Directed by Gilles Cuvelier
More casualties than you'd perhaps expect from a French animated tale of love and cooking, but when a much-abused potato finally finds its soulmate (a gangly biker who hits it in a dangerous meet-cute), it won't surrender the boy to his original intended without bloodshed.
Revenge of the Lord
Some Guy Who Kills People
Directed by Jack Perez
A pleasant, predictable feature about a loser-loner, recently discharged from an institution, whose high school torturers are being mysteriously killed... As Ken, the unfortunate in question, Kevin Corrigan is pleasant as always, and Karen Black and Barry Bostwick pop up as his mother and the crazy-like-a-fox town sheriff she's sleeping with, but the biggest mystery remains unsolved: What are they doing in this film?

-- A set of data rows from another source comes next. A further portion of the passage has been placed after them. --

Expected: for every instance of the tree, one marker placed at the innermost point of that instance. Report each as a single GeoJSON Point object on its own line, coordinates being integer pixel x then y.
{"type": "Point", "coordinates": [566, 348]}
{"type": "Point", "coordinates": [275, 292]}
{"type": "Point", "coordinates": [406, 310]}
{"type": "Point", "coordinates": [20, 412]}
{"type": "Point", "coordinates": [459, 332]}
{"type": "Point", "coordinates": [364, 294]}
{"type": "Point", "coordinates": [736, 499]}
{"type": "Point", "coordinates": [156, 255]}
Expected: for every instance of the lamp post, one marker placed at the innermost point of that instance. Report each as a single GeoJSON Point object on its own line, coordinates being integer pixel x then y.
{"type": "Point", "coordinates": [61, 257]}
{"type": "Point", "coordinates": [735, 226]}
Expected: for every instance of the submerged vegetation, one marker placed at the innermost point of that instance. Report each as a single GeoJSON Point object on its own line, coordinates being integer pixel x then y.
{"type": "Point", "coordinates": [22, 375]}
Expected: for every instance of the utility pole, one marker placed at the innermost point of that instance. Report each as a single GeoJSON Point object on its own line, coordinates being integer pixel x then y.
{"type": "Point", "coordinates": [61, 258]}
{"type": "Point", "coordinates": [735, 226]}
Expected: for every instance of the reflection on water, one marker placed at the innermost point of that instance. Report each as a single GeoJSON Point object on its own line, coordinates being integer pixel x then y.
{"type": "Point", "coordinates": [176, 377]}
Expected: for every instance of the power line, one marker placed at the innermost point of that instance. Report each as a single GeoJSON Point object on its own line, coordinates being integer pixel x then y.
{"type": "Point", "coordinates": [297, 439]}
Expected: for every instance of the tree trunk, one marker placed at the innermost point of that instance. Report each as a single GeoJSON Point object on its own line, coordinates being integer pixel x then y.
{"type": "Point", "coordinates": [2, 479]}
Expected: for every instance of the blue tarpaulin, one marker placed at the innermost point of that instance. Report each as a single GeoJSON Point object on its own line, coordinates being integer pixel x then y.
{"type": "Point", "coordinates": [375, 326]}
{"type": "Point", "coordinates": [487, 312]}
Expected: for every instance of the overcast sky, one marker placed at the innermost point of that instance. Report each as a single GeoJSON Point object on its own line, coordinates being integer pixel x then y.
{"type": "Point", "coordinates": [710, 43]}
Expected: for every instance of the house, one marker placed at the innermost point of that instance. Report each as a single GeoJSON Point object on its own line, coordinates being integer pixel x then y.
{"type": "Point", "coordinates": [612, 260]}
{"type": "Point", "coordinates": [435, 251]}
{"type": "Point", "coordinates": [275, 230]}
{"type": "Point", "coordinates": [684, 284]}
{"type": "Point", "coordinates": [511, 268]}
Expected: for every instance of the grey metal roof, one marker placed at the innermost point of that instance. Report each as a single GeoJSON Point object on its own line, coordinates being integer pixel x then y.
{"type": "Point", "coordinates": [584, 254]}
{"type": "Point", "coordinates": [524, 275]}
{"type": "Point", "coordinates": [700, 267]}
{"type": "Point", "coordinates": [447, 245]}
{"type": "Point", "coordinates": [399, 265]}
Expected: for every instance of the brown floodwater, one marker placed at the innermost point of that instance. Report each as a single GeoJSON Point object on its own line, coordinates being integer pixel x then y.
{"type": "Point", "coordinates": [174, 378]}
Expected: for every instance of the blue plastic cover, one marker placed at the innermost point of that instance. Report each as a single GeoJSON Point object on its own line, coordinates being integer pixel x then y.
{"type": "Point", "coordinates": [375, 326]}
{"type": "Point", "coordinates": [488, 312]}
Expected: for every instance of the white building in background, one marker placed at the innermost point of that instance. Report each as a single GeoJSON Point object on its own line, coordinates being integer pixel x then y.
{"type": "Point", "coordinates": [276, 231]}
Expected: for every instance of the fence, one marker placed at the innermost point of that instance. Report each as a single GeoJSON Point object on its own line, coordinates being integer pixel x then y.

Directed by Massimiliano Verdesca
A monosyllabic death-metal guitarist with a pious mother and a wacky grandmother, Marcello is understandably disconcerted to find that a wound is forming in his side—followed the by other marks of stigmata, which neither his Satanistband mates nor his groupie girlfriend appreciate. Like Marcello, torn between his religious considerations, this Italian feature's plot vacillates between the standard buildup to the big concert at which all shall be resolved, and instances of honest-to-God, unclassifiable weirdness, more tempting than it by any rights should be. Amen.